Early Americans Went to Great Lengths to Get Caffeine

Pottery shards reveal 1,000-year-old traces of caffeine in places where it wasn’t readily available

Cacao Beans
1,000 years ago, Native Americans in the Southwest likely traded for cacao beans from far-away parts of Mexico and South America. STELLA/imageBROKER/Corbis

Many people simply don't feel human without that cup of coffee in the morning — but how far would you go for a bit of caffeine? Probably not as far as people did 1,000 years ago. New analysis of pottery shards from the Southwest shows that people worked hard for a buzz, finding ways to obtain their fix even when they lived in places with no obvious source of caffeine.

The new study, the largest of its kind, looked at caffeine residue found on pottery retrieved from archaeological sites throughout the Southwest and Northern Mexico. Patricia Crown and her team used tools to remove small chunks of the shards, then ground them into a powder before using a liquid chromatography-mass spectrometry technique to figure out whether they contained traces of caffeine. (They even banned caffeine from the lab to prevent potential cross-contamination.)

The results were intriguing, says Crown in a release: 40 of the 177 samples revealed traces of caffeine. The shards show evidence of cacao-based chocolate drinks and something called “black drink,” a holly-derived, tea-like beverage. Since neither holly nor cacao is native to the Southwest, Crown believes the residue points to extensive trade routes with both the southeastern United States and Mexico or South America.

“Any Mesoamerican archaeologist that works on that time period is well aware of that phenomenon: increased trade, increased long-distance trade in more and more products,” anthropologist Janine Gasco tells NPR’s Murray Carpenter. She says that the find “builds the argument even further that there was this vibrant trade going on.”

Since caffeine traces were found on a variety of different types of pottery, the artifacts suggest a variety of ways to make, serve and drink caffeine. In the paper, the team suggests that some drinks were consumed individually, and others shared using straws, dippers or smaller vessels.

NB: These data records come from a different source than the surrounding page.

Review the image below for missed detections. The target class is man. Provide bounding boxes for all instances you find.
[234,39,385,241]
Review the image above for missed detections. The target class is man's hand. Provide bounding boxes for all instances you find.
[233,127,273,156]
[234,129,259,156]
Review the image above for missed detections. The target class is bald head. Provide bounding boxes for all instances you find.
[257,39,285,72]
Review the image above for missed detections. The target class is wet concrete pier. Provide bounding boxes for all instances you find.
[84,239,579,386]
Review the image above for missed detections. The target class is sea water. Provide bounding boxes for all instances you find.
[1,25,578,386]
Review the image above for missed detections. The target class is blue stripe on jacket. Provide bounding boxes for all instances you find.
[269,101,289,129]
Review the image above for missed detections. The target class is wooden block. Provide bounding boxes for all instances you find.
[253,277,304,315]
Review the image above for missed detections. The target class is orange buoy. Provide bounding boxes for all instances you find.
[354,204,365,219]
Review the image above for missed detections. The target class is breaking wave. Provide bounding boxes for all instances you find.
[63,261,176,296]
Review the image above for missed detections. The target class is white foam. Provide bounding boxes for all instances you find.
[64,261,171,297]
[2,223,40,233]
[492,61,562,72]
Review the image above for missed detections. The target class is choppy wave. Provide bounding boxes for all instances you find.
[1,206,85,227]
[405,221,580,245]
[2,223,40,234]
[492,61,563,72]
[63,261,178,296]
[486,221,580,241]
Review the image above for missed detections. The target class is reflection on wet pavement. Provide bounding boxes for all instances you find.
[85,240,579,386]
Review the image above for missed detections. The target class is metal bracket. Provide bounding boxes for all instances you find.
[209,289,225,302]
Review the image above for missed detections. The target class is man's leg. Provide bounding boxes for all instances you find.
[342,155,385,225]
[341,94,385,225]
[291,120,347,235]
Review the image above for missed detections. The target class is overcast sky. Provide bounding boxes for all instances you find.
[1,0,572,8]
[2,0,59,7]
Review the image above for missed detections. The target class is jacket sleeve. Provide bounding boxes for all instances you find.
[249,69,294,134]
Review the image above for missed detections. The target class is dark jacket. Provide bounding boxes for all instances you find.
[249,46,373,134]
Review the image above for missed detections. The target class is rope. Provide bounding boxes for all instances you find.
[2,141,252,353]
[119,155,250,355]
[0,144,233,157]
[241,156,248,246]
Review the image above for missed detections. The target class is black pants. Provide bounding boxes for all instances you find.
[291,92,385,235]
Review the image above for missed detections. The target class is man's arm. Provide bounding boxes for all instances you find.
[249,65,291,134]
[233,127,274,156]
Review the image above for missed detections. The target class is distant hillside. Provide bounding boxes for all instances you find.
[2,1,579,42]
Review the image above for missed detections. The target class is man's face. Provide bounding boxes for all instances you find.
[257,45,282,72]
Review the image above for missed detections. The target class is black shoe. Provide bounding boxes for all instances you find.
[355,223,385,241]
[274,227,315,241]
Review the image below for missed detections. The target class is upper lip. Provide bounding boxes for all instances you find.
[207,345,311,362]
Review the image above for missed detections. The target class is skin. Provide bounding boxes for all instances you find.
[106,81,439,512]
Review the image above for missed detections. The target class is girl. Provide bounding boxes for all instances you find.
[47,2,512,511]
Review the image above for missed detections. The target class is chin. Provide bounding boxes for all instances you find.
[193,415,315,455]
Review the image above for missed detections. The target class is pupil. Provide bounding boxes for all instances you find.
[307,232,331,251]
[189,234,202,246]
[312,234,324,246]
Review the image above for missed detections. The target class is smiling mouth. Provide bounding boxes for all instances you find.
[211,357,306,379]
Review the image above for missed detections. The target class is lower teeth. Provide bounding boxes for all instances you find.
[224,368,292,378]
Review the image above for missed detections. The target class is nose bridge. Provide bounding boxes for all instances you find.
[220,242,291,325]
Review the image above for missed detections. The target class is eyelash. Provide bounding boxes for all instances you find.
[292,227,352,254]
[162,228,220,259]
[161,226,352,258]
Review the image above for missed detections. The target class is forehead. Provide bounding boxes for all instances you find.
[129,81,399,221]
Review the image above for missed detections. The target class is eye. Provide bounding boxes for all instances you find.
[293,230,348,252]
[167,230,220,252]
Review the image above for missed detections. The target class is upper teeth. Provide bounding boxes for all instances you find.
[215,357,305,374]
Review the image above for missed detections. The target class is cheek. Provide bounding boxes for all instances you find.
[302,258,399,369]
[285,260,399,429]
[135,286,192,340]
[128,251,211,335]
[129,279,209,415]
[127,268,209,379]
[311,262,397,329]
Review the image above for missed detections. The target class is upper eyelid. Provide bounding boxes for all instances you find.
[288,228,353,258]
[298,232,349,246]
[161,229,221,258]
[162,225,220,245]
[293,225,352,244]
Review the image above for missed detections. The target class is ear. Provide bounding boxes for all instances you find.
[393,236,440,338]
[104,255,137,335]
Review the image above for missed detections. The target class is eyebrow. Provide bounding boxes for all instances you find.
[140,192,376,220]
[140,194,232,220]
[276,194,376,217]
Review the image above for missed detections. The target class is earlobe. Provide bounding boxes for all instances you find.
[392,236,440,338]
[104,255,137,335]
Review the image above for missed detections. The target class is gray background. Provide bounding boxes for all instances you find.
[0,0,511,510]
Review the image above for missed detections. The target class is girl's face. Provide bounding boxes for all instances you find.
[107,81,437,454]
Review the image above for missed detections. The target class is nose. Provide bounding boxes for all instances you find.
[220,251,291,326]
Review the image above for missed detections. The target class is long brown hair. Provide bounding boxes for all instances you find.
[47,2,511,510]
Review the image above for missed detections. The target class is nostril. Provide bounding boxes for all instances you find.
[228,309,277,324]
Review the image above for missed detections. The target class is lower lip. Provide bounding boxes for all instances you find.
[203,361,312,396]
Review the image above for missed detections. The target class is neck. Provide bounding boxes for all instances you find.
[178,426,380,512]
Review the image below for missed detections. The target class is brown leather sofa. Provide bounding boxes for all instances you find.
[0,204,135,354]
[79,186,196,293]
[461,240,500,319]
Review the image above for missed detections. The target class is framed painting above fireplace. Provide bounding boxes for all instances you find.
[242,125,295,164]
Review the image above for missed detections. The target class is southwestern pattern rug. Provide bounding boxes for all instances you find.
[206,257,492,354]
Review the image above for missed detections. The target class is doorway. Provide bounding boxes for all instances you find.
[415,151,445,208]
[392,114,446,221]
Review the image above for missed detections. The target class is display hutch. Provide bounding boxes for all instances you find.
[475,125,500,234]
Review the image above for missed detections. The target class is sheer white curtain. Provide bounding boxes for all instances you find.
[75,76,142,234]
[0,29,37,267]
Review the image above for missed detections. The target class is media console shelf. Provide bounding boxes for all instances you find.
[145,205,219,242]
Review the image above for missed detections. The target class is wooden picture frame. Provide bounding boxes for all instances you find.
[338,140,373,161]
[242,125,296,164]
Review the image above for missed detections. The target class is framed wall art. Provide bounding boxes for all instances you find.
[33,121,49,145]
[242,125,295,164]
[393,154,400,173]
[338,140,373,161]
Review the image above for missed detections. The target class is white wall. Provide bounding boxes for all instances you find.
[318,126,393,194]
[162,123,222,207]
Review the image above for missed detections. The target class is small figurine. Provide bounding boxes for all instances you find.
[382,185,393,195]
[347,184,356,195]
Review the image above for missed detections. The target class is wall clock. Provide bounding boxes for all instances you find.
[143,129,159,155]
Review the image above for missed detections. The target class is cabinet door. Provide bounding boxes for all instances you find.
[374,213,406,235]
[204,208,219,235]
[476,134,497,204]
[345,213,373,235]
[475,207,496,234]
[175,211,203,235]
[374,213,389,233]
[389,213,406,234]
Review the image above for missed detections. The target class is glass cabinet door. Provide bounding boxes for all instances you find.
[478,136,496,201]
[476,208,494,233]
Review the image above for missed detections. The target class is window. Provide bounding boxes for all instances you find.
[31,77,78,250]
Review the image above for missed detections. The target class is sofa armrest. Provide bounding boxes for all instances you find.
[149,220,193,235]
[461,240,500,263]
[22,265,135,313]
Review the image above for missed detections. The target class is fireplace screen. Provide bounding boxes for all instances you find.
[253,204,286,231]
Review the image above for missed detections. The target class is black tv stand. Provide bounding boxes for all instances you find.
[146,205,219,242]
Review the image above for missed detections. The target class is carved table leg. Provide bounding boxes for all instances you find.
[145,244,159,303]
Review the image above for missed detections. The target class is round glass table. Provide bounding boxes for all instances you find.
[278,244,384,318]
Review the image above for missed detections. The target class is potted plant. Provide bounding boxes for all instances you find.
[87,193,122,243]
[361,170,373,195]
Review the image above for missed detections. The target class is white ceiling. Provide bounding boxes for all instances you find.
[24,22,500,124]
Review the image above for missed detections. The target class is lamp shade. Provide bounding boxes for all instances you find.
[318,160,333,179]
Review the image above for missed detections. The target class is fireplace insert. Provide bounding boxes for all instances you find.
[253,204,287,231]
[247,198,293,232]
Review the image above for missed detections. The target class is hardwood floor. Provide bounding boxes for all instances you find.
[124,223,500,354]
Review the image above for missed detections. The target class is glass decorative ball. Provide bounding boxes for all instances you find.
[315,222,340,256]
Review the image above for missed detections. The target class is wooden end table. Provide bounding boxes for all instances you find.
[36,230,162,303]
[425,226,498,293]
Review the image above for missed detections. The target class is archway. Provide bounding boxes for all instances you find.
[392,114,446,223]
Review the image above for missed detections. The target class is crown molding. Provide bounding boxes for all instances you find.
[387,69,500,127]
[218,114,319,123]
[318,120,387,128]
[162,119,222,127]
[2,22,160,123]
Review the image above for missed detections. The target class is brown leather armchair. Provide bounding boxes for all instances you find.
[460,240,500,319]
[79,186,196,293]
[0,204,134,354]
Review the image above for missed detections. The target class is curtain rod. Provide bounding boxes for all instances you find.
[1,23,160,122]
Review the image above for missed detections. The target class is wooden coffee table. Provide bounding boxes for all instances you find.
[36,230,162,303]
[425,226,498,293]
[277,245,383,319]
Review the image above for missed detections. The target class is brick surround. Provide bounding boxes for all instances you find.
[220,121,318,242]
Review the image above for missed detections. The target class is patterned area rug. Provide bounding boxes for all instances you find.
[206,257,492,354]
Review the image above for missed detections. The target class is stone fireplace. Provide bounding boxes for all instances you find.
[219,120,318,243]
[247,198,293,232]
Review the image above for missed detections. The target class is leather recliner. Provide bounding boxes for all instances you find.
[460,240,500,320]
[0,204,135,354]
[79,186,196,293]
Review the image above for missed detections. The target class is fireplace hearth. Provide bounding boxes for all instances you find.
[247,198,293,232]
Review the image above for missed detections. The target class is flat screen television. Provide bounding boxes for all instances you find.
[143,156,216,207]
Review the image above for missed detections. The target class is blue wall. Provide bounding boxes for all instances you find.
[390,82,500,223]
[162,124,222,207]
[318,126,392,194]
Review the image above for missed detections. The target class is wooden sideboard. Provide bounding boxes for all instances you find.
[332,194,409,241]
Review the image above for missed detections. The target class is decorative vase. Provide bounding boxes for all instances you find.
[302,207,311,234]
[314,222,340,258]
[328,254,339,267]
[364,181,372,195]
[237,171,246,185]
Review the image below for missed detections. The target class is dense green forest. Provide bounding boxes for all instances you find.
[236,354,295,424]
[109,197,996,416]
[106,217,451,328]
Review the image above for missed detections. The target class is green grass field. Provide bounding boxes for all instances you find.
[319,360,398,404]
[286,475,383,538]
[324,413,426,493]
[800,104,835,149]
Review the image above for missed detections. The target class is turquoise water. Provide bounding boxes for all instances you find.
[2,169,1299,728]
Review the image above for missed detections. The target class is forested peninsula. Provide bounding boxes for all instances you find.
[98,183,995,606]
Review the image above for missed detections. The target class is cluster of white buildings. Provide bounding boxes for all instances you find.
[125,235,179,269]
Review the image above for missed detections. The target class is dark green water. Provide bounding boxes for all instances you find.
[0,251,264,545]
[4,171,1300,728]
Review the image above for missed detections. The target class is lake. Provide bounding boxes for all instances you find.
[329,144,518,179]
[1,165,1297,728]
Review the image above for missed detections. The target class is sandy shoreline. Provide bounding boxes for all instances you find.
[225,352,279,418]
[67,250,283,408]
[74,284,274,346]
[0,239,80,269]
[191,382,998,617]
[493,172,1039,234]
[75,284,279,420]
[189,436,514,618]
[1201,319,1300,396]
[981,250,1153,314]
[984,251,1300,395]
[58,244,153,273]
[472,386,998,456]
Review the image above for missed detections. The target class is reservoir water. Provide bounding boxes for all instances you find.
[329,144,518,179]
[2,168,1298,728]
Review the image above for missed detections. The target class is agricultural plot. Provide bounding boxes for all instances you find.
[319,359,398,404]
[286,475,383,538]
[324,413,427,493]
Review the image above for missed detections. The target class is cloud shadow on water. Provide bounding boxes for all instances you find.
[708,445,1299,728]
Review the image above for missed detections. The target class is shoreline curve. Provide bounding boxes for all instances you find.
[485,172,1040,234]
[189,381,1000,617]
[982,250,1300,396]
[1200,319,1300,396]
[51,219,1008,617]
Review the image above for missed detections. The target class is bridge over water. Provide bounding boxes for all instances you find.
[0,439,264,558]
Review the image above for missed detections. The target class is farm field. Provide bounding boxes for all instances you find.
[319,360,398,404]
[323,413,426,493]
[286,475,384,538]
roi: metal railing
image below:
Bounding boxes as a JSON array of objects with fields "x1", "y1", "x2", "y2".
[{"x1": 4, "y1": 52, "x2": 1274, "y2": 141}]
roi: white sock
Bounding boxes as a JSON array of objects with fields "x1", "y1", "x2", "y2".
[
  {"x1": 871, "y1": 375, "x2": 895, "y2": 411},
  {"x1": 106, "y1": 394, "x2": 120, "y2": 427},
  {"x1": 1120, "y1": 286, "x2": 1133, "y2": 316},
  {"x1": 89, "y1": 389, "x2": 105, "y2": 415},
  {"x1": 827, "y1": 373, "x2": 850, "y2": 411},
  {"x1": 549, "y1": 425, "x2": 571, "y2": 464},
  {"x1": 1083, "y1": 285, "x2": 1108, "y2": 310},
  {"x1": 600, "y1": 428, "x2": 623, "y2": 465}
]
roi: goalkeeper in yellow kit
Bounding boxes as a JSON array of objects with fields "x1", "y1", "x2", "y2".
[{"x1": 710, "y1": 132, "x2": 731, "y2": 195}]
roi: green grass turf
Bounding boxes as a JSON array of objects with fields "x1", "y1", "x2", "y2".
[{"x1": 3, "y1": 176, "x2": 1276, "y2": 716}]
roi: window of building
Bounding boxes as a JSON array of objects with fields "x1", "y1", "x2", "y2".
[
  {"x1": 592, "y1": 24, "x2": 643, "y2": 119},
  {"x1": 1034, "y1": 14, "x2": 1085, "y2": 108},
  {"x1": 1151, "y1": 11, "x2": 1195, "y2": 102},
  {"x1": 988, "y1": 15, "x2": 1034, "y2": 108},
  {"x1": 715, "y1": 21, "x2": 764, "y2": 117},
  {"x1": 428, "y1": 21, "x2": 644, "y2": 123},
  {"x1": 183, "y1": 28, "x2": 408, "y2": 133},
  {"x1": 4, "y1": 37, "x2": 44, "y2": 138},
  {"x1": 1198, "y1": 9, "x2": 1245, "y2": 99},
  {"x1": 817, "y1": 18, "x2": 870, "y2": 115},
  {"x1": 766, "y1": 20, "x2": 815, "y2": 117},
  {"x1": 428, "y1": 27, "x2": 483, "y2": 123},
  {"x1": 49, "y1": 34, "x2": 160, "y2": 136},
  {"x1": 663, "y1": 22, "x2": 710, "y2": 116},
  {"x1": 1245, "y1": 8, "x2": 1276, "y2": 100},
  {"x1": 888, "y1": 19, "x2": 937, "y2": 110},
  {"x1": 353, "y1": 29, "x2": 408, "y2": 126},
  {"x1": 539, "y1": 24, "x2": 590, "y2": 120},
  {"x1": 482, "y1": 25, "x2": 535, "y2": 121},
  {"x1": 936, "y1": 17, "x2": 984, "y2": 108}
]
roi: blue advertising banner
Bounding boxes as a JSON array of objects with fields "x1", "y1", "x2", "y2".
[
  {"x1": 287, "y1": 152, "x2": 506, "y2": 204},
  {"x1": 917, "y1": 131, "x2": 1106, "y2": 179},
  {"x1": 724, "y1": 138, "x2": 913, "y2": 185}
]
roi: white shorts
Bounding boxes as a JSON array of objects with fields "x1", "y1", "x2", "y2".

Unlike modern-day coffee freaks, though, the caffeine likely wasn’t used for an early morning pick-me-up. The need for caffeine meant that people who lived in areas without the means of getting their fix had to either travel to far-away locations or trade with people from other places, writes Crown and her team. This may have stimulated new trade relationships — and probably meant that caffeine was reserved for political get-togethers and religious rituals.